Y lo mismo sostiene Wride, que confiesa que “sería positivo crear un marco regulatorio que entienda que esta solución habitacional no llega para competir con la vivienda tradicional, sino que es un apoyo que eleva el atractivo de la ciudad de cara a la atracción de talento” y que “complementa la apuesta de empresas y particulares al decantarse por instalarse en uno u otro sitio. Para que tenga lugar una inversión en cualquier segmento hace falta que quien va a apostar por él pueda conocer su regulación o ‘las reglas del juego’ y que tenga garantías de que no se las van a cambiar a corto plazo o sin previo aviso. El ‘coliving’ no es una excepción y si queremos ver la llegada de capital que apueste por esta solución habitacional o el desarrollo de nuevos proyectos, primero tendremos que dar garantías a través de regulaciones a largo plazo”.

Esta batería de peticiones viene acompañada de las previsiones de crecimiento de la población urbana y de los cambios sociales relacionados con temáticas como la forma de consumir, de moverse por las ciudades y de vivir. Unos factores que justifican una potencial demanda.

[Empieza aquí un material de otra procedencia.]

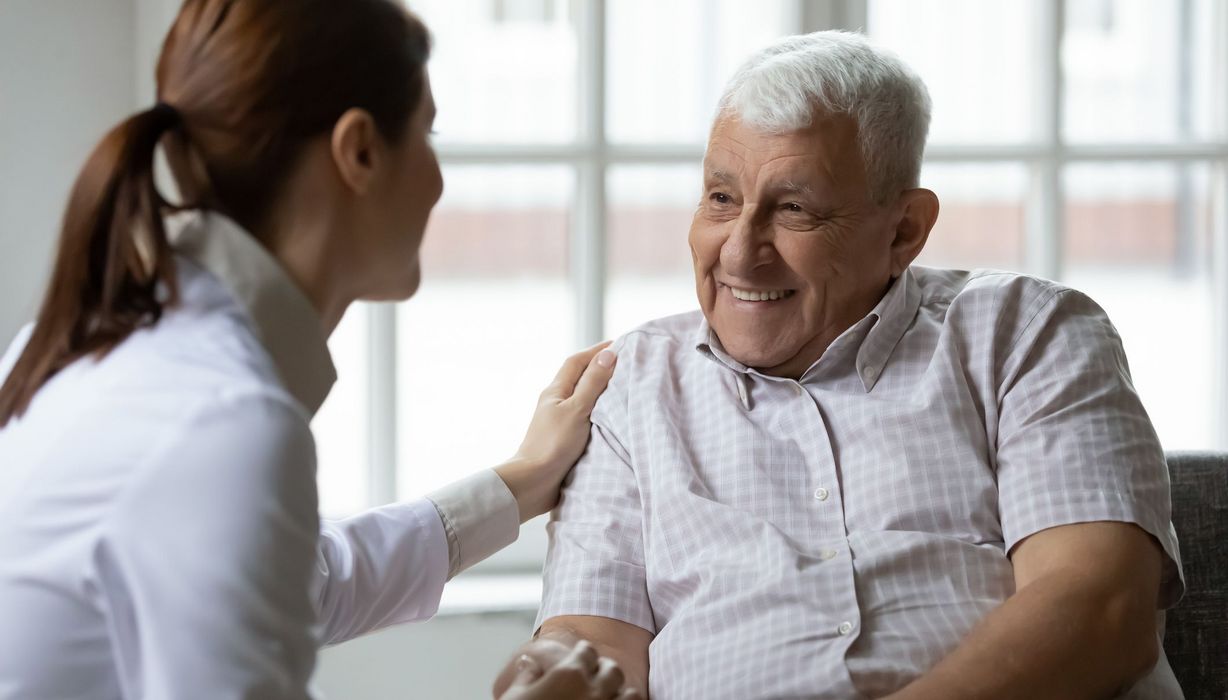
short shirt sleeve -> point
(1075, 443)
(594, 565)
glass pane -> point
(502, 70)
(1137, 241)
(650, 269)
(1138, 70)
(489, 327)
(980, 62)
(669, 60)
(340, 426)
(980, 216)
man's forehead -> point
(793, 157)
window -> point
(1082, 140)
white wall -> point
(65, 77)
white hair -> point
(786, 85)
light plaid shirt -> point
(839, 536)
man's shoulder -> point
(661, 337)
(942, 285)
(1003, 305)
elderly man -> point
(850, 477)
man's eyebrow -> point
(797, 188)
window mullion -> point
(382, 403)
(1046, 224)
(1220, 299)
(588, 229)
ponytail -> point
(113, 272)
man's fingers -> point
(585, 656)
(572, 369)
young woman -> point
(159, 529)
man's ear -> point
(917, 213)
(354, 149)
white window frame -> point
(592, 156)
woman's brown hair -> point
(243, 86)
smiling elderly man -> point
(851, 477)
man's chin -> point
(754, 354)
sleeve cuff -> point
(480, 517)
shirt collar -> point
(888, 321)
(281, 316)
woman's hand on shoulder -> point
(559, 431)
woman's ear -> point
(355, 149)
(919, 211)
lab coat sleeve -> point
(203, 566)
(388, 565)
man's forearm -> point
(1055, 639)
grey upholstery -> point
(1196, 635)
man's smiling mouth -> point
(759, 295)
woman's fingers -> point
(527, 671)
(564, 383)
(609, 678)
(594, 381)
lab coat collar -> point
(283, 317)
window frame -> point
(592, 156)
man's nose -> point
(749, 245)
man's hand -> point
(625, 645)
(551, 671)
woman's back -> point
(140, 493)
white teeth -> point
(750, 295)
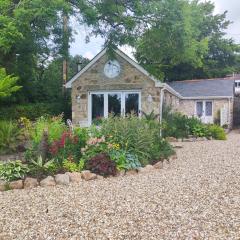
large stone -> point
(131, 172)
(62, 179)
(2, 185)
(158, 165)
(146, 169)
(16, 184)
(87, 175)
(173, 157)
(166, 163)
(121, 173)
(30, 183)
(48, 182)
(75, 176)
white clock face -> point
(112, 68)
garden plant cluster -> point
(118, 144)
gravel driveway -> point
(196, 197)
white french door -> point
(118, 103)
(204, 111)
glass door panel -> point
(97, 106)
(132, 103)
(114, 104)
(199, 109)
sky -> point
(89, 50)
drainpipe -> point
(229, 112)
(161, 108)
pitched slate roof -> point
(204, 88)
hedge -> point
(33, 111)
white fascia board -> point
(94, 60)
(207, 97)
(172, 91)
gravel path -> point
(196, 197)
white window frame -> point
(105, 94)
(204, 118)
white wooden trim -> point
(124, 56)
(94, 60)
(105, 95)
(206, 97)
(204, 109)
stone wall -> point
(94, 79)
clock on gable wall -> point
(112, 69)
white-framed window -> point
(204, 110)
(118, 103)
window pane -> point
(199, 109)
(97, 106)
(114, 104)
(208, 108)
(132, 103)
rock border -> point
(78, 177)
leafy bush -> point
(31, 111)
(40, 168)
(133, 135)
(217, 132)
(124, 160)
(102, 164)
(70, 166)
(13, 170)
(54, 126)
(161, 150)
(69, 146)
(9, 134)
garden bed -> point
(130, 144)
(76, 177)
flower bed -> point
(120, 145)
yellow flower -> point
(116, 146)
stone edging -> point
(77, 177)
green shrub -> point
(54, 126)
(217, 132)
(161, 150)
(40, 168)
(102, 164)
(124, 160)
(31, 111)
(9, 134)
(13, 170)
(71, 166)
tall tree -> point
(187, 42)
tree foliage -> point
(187, 42)
(7, 84)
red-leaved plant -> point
(68, 146)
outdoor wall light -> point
(149, 98)
(78, 98)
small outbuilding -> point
(121, 86)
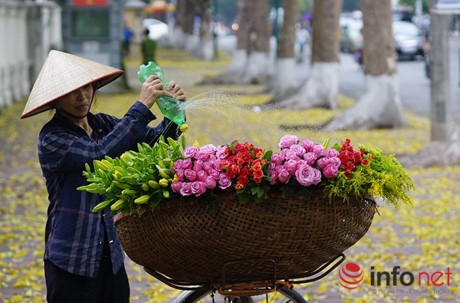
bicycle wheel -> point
(206, 295)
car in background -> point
(351, 38)
(158, 30)
(408, 40)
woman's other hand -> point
(176, 91)
(151, 89)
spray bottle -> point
(171, 108)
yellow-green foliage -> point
(382, 178)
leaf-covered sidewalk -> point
(420, 239)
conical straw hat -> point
(63, 73)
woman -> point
(83, 256)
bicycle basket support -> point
(185, 244)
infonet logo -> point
(350, 275)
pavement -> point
(421, 238)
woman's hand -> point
(176, 91)
(151, 89)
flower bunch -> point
(170, 170)
(350, 158)
(247, 165)
(303, 160)
(200, 170)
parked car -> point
(351, 38)
(408, 40)
(158, 30)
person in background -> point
(127, 37)
(83, 257)
(148, 48)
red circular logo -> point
(350, 275)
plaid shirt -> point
(74, 235)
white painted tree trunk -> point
(430, 156)
(320, 90)
(257, 68)
(245, 69)
(285, 79)
(379, 107)
(177, 38)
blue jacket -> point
(74, 235)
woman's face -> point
(78, 102)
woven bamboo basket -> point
(182, 243)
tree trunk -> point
(447, 151)
(191, 41)
(205, 46)
(284, 80)
(440, 76)
(250, 59)
(321, 89)
(178, 34)
(380, 106)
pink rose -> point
(186, 189)
(176, 186)
(318, 149)
(197, 165)
(220, 153)
(310, 158)
(205, 151)
(330, 171)
(276, 159)
(283, 175)
(201, 175)
(224, 182)
(287, 140)
(198, 188)
(307, 175)
(307, 144)
(180, 174)
(332, 152)
(190, 174)
(190, 151)
(214, 173)
(298, 150)
(210, 182)
(290, 166)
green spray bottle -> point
(171, 108)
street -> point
(414, 86)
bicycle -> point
(250, 291)
(202, 252)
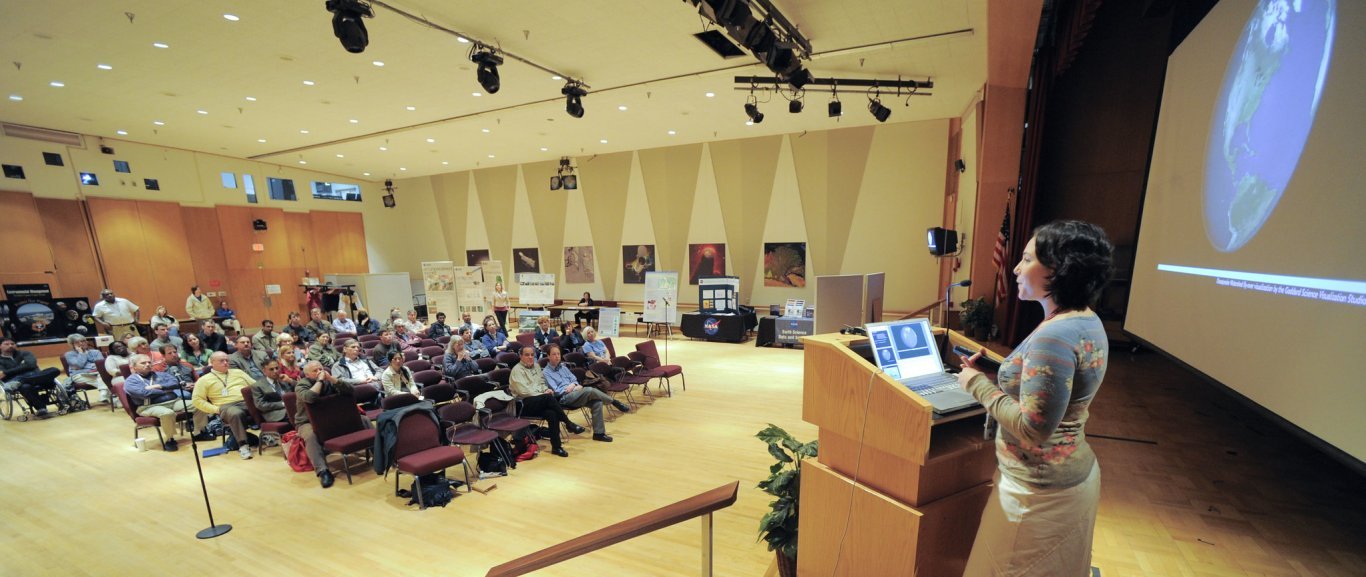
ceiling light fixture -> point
(347, 25)
(574, 95)
(489, 62)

Según el experto de JLL, uno de los mayores factores que impulsarán cambios en el mercado inmobiliario será el crecimiento de la población mundial y su concentración en ciudades, lo que, “a la fuerza, cambiará la forma en la que vivimos y nuestro concepto de vivienda”.

Para Sentieri, “parece bastante obvio que este producto tiene y tendrá una potencial demanda en nuestro país como ya está ocurriendo en nuestro entorno, si bien la falta de una regulación concreta y segura para este tipo de desarrollos puede sin duda frenar y entorpecer el camino de un producto enfocado a esta nueva realidad social". 

Una mirada al exterior

En lo que se refiere al espejo en el que debe mirarse España a la hora de sentar las bases regulatorias para impulsar el ‘coliving’ están los mercados inmobiliarios más maduros. En el mundo anglosajón destaca EEUU, que sí que cuenta con una regulación específica que favorece el despegue de estos nuevos espacios residenciales, mientras que en Europa algunas de las ciudades más nombradas por los expertos son Londres, Ámsterdam y Copenhague. Aunque el verdadero paradigma de esta mezcla entre casa compartida y espacio de trabajo es Silicon Valley, el epicentro tecnológico mundial.

“Las ciudades del futuro se medirán por su sostenibilidad, flexibilidad y habitabilidad. La forma en la que vivimos está cambiando de forma radical, y hoy la gente busca una mayor libertad de movimiento, acceso a tecnología y una convivencia más global, unas ventajas que vienen de la mano del ‘coliving’”, concluye el experto de JLL.